Büyüme var, istikrar yok...
Sanayi Üretim Endeksi, ekonomideki canlanmanın ve büyüme oranının önemli bir göstergesidir. Sanayi Üretim Endeksi bu Mart ayında yüzde 21.1 oranında arttı. Geçen sene Mart ayında ise yüzde 20.9’a düşmüştü.
Bu sene ilk çeyrekte ortaya çıkan ekonomik göstergeler, büyümenin olacağını ve fakat büyümeden daha önemli olan ekonomik istikrarın henüz sağlanamadığını gösteriyor.
1) Sanayide ilk çeyrek büyüme, geçen seneki ilk çeyrek küçülmeyi telafi edemedi. Mart 2010 sanayi üretim endeksi 116.2 oldu. 2008 Mart ayında bu endeks 121.2 idi. Yani Sanayi Üretimi henüz 2008 seviyesine ulaşamadı.
SANAYİ ÜRETİM ENDEKSİ (2005=100)
AYLAR 2008 2009 2010
OCAK 112.6 .88.5 ..99.2
ŞUBAT 111.1 .84.8 ..99.9
MART 121.2 .95.9 116.0
2) Merkez Bankası, IMF tanımı çerçevesinde ve on dokuz ülkeye göre (Belçika, Almanya, İspanya, Fransa, İsviçre, Hollanda, İtalya, İngiltere, ABD, Japonya, İsveç, Avusturya, Kanada, Kore, Tayvan, İran, Brezilya, Çin, Yunanistan) reel kur endeksini hesaplamaktadır. Bu endeksi 2002 yılı Haziran ayını yüz kabul ederek yeniden hesaplarsak, TÜFE bazlı reel kur endeksi Nisan 2010’da 158 çıkmaktadır. Yani bu şartlarda TL aşırı değer kazanmıştır. Örneğin şimdi bir doların 2.4 lira olması gerekir. Aksi halde Türkiye devamlı dışa bağımlı, ithalata bağımlı büyüyecek ve cari açık verecektir.
Mamafih, bu sene ilk çeyrekte cari açığımız 9.9 milyar dolara çıkmıştır. Bütçe açığı, iç istikrarı bozar ve fakat dışarıya kaynak çıkışı olmaz. Oysaki cari açık, ülke kaynaklarının yurt dışına çıkışı demektir ve ayrıca finansmanı için de ülke faiz ödemektedir.

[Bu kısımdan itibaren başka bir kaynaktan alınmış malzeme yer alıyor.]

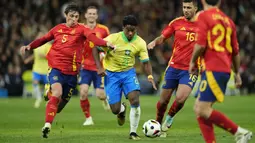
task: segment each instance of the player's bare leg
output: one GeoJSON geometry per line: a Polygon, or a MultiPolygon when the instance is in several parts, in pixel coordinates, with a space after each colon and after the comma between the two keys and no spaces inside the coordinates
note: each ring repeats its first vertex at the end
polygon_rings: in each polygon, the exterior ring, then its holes
{"type": "Polygon", "coordinates": [[[48,138],[48,134],[51,130],[51,124],[56,116],[58,104],[62,95],[62,85],[60,83],[52,84],[51,92],[52,96],[46,105],[45,125],[42,128],[44,138],[48,138]]]}
{"type": "Polygon", "coordinates": [[[85,122],[83,123],[84,126],[94,125],[93,119],[90,115],[90,103],[88,100],[88,84],[81,84],[80,85],[80,107],[85,115],[85,122]]]}
{"type": "Polygon", "coordinates": [[[171,127],[175,114],[182,109],[191,91],[192,91],[191,87],[186,84],[178,85],[175,101],[171,105],[168,111],[168,114],[166,116],[166,119],[164,123],[162,124],[162,131],[166,132],[171,127]]]}
{"type": "MultiPolygon", "coordinates": [[[[160,99],[157,102],[157,117],[156,120],[161,124],[164,118],[164,114],[167,109],[167,105],[171,99],[174,89],[162,89],[160,99]]],[[[162,124],[161,124],[162,125],[162,124]]],[[[160,137],[166,137],[166,132],[162,131],[160,137]]]]}
{"type": "Polygon", "coordinates": [[[132,91],[128,94],[128,100],[131,105],[129,120],[130,120],[130,134],[129,138],[133,140],[140,140],[141,138],[137,135],[137,128],[141,116],[141,108],[139,102],[139,91],[132,91]]]}
{"type": "Polygon", "coordinates": [[[97,96],[97,98],[99,100],[102,101],[104,110],[109,111],[110,110],[110,106],[109,106],[108,101],[106,99],[106,95],[105,95],[104,89],[103,88],[97,88],[96,89],[96,96],[97,96]]]}
{"type": "Polygon", "coordinates": [[[162,89],[162,92],[160,94],[160,99],[157,102],[157,116],[156,120],[161,124],[162,120],[164,118],[164,114],[167,109],[167,105],[171,99],[172,93],[174,89],[162,89]]]}
{"type": "Polygon", "coordinates": [[[200,130],[206,142],[215,142],[213,124],[235,135],[237,143],[247,143],[252,138],[252,132],[236,125],[224,114],[212,108],[212,102],[196,100],[195,113],[200,130]]]}
{"type": "Polygon", "coordinates": [[[117,121],[120,126],[124,125],[126,121],[126,104],[123,102],[117,102],[110,104],[110,108],[113,114],[117,115],[117,121]]]}
{"type": "Polygon", "coordinates": [[[39,108],[42,102],[42,93],[41,93],[40,84],[38,80],[33,80],[33,93],[36,98],[34,107],[39,108]]]}

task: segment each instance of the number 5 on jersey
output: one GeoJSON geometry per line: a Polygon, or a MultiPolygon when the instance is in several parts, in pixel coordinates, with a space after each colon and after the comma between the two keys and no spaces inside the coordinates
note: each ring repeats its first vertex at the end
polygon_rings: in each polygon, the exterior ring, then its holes
{"type": "Polygon", "coordinates": [[[67,41],[68,35],[64,34],[62,37],[62,43],[65,43],[67,41]]]}

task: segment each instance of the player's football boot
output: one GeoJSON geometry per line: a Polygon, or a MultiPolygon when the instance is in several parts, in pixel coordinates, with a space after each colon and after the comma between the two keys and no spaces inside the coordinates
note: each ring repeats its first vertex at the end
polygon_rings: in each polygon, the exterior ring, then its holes
{"type": "Polygon", "coordinates": [[[48,101],[50,99],[49,97],[52,94],[50,90],[50,84],[45,84],[44,90],[45,90],[45,93],[43,94],[44,100],[48,101]]]}
{"type": "Polygon", "coordinates": [[[171,118],[169,115],[166,116],[166,120],[161,126],[161,134],[160,137],[165,138],[167,136],[168,129],[172,126],[174,118],[171,118]]]}
{"type": "Polygon", "coordinates": [[[141,138],[137,135],[137,133],[132,132],[132,133],[129,134],[129,139],[140,140],[141,138]]]}
{"type": "Polygon", "coordinates": [[[127,105],[124,102],[121,103],[121,104],[125,107],[125,110],[117,115],[118,124],[120,126],[124,125],[124,123],[125,123],[125,120],[126,120],[126,110],[127,110],[127,105]]]}
{"type": "Polygon", "coordinates": [[[86,118],[86,121],[83,123],[83,126],[90,126],[90,125],[94,125],[94,122],[91,116],[86,118]]]}
{"type": "Polygon", "coordinates": [[[48,134],[50,133],[51,124],[45,123],[44,127],[42,128],[42,136],[43,138],[48,138],[48,134]]]}
{"type": "Polygon", "coordinates": [[[252,138],[252,132],[238,127],[237,133],[235,134],[236,143],[248,143],[252,138]]]}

3) 2010 ilk çeyrekte, doğrudan yabancı sermaye girişi de azaldı. 2009 ilk çeyrekte giren doğrudan yabancı sermaye 1.964 milyon dolar iken, 2010 yılı ilk çeyreğinde 852 milyon dolara geriledi.
İstikrarlı büyüme için sıfırdan yatırım yapacak yabancı sermaye girişi önemlidir. Sıcak para girişi ekonomide kırılganlığı artırıyor. Kur üzerinde baskı yaratıyor. IMF bile artık sıcak paranın kontrol edilmesini istiyor...
Yapılması gereken sıcak paranın kontrol altında tutulması, buna karşılık sıfırdan yatırım yapacak yabancı sermayeye daha fazla teşvik verilmesidir.
4) Hükümet borç yükünü düşürdüm diyor... Ancak ilk çeyrekte kamu dış borcu 6 milyar lira, hazine iç borcu ise 12.3 milyar lira arttı. Yani 3 ayda AKP hükümeti 18.3 milyar lira net borç aldı.
5) Merkezi Bütçe açığı da ilk çeyrekte 16 milyar lira oldu.
6) IMKB, dünya borsaları içinde en kırılgan borsadır. Bir günde yüzde 7 düşen ve aynı oranda artan bir sermaye piyasası, ekonomik istikrara izin vermez.
Yapılması gereken, iktisat politikalarını, ulusal çıkarlarımız doğrulusunda yeniden yapılandırmaktır. Her şeyden önce gerçekçi kur’a geçerek Türkiye’nin kan kaybını önlemek zorundayız.